Classroom assistants start all out strike action
Monday, 8 October 2007
More than 3,000 classroom assistants began all out strike action today after efforts to broker a deal between management and Nipsa members failed.
The strike is likely to close about 50 special schools for the foreseeable future and it is also expected to cause disruption in hundreds of mainstream schools.
The walk outs are the culmination of a series of strikes by members of public service union Nipsa who are fighting for the retention of a 32.5 hour week, the current special needs allowance and recognition of NVQ level three.
Special schools across Northern Ireland have already been forced to close their doors for four days as a result of the industrial action.
Tracey Newell, whose son, Conor, attends Knockbreda Primary School in east Belfast, said she believes the Education and Library Boards and Department of Education have failed children with special needs.
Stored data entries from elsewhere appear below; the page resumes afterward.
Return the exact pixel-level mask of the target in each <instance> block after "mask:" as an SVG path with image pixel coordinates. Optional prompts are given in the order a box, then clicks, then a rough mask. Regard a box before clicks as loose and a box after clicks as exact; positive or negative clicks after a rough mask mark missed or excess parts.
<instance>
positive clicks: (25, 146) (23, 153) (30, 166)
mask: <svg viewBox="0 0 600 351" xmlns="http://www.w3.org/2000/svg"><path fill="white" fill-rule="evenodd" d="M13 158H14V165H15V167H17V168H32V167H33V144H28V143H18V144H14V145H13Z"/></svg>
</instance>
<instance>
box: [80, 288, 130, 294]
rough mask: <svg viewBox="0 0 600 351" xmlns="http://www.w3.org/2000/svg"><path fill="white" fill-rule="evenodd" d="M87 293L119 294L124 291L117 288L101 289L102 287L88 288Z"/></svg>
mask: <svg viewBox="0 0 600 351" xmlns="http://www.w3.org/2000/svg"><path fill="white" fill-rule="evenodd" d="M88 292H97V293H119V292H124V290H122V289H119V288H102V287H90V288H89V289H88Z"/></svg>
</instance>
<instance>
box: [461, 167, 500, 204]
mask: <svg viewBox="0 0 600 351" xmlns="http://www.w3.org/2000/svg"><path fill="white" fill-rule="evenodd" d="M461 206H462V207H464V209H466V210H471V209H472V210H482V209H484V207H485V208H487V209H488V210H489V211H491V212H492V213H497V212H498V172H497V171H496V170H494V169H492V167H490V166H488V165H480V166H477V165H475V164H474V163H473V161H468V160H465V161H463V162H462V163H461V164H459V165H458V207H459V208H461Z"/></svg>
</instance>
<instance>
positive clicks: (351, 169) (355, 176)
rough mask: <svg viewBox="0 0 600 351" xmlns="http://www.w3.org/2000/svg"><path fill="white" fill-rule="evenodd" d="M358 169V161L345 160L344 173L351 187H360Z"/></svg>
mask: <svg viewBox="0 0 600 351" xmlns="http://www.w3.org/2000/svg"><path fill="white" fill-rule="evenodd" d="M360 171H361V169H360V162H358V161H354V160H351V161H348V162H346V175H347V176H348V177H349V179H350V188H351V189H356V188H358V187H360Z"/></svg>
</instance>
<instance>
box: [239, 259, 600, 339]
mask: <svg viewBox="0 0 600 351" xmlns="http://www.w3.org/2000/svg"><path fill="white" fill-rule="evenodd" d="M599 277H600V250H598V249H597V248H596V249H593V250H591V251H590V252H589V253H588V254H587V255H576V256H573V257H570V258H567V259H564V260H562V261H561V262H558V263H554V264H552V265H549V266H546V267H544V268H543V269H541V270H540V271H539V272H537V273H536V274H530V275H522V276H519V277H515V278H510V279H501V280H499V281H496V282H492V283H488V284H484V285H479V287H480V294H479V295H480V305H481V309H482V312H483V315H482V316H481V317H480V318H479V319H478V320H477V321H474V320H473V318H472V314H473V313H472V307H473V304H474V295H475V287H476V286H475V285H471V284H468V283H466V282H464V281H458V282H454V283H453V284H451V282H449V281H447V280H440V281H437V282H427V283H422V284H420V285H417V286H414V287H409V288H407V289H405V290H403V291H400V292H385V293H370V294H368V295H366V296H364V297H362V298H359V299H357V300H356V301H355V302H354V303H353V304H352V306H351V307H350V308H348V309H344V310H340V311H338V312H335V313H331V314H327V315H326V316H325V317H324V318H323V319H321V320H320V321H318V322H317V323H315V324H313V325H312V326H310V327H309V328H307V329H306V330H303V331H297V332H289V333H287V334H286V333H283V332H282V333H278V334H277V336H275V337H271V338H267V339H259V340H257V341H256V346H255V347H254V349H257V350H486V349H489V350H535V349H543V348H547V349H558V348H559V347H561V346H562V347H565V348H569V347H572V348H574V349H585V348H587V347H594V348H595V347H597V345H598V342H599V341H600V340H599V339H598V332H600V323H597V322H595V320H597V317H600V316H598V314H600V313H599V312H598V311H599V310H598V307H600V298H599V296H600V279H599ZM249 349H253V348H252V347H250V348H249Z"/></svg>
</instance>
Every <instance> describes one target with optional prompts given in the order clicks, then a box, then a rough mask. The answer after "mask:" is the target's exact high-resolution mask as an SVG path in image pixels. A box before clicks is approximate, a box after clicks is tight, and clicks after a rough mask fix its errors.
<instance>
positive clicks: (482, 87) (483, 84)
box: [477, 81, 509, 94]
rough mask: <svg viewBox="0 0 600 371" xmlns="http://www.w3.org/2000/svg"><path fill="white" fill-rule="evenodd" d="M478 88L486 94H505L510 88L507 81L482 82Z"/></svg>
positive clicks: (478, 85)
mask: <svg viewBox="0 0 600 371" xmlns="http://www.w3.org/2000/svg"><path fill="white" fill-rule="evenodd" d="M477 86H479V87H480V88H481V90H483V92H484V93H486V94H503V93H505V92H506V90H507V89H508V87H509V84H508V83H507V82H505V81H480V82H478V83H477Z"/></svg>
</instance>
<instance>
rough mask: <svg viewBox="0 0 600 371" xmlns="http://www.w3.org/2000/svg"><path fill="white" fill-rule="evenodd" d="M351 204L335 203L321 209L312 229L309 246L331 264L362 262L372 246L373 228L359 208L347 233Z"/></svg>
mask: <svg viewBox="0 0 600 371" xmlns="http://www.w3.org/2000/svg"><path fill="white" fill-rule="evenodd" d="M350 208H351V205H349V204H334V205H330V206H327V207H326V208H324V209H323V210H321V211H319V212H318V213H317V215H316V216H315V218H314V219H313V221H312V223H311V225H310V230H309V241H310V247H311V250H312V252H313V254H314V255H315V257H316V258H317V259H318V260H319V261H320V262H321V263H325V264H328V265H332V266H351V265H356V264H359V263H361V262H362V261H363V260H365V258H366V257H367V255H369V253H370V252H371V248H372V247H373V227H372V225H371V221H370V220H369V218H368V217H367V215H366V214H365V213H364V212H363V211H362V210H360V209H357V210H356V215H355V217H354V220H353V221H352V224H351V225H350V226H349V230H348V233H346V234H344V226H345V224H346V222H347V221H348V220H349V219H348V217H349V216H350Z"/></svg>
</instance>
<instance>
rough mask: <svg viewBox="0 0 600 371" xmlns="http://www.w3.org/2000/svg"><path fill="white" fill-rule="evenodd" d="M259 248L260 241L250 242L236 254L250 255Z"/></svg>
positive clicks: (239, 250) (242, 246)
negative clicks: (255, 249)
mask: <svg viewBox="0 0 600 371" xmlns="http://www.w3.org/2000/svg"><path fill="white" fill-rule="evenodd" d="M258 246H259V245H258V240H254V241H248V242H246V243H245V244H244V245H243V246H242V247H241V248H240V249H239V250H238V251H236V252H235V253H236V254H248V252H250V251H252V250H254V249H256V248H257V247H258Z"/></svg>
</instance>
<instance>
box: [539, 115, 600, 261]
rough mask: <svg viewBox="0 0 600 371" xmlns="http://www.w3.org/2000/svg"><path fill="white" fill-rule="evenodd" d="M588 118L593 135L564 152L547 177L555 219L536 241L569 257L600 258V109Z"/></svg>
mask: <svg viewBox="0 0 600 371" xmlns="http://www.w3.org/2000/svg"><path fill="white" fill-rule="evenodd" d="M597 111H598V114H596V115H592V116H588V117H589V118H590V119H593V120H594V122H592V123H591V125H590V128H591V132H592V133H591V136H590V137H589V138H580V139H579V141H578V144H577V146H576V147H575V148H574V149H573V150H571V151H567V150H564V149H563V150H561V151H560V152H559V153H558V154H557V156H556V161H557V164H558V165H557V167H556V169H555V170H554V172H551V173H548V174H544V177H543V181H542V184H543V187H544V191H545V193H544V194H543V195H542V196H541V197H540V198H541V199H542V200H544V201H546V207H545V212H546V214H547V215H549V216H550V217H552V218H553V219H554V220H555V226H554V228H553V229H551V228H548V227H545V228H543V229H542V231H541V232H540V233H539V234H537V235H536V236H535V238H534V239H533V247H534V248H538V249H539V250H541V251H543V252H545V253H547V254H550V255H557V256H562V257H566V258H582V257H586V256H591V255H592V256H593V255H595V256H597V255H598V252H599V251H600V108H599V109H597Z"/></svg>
Ms Newell said she has not received adequate explanation from either the Department or the Board as to why contingency plans were not implemented.
"If this was mainstream schools we were talking about something would have been done," she said.
"If I didn't send my son to school I would get into trouble, yet when I contacted the Board and asked them whether they had alternative arrangements so that Conor could still go to school they said they had no statutory obligation to provide a contingency plan.
While the classroom assistant who works with her son has returned to work after deciding she could no longer afford to remain on strike, Ms Newell said she has been frustrated by the experience.
"It is the job of the Board and the Department to provide education. In any other business if industrial action was taking place a contingency plan would be put in place. It's good business practice yet the only thing they did was let the schools decide whether they could stay open or not."
As the latest strike action began, NIPSA General Secretary John Corey said members will not accept management's latest offer.
lMeanwhile, mail deliveries across the UK were expected to be crippled after up to 130,000 members of the Communication Workers Union began strike action this morning.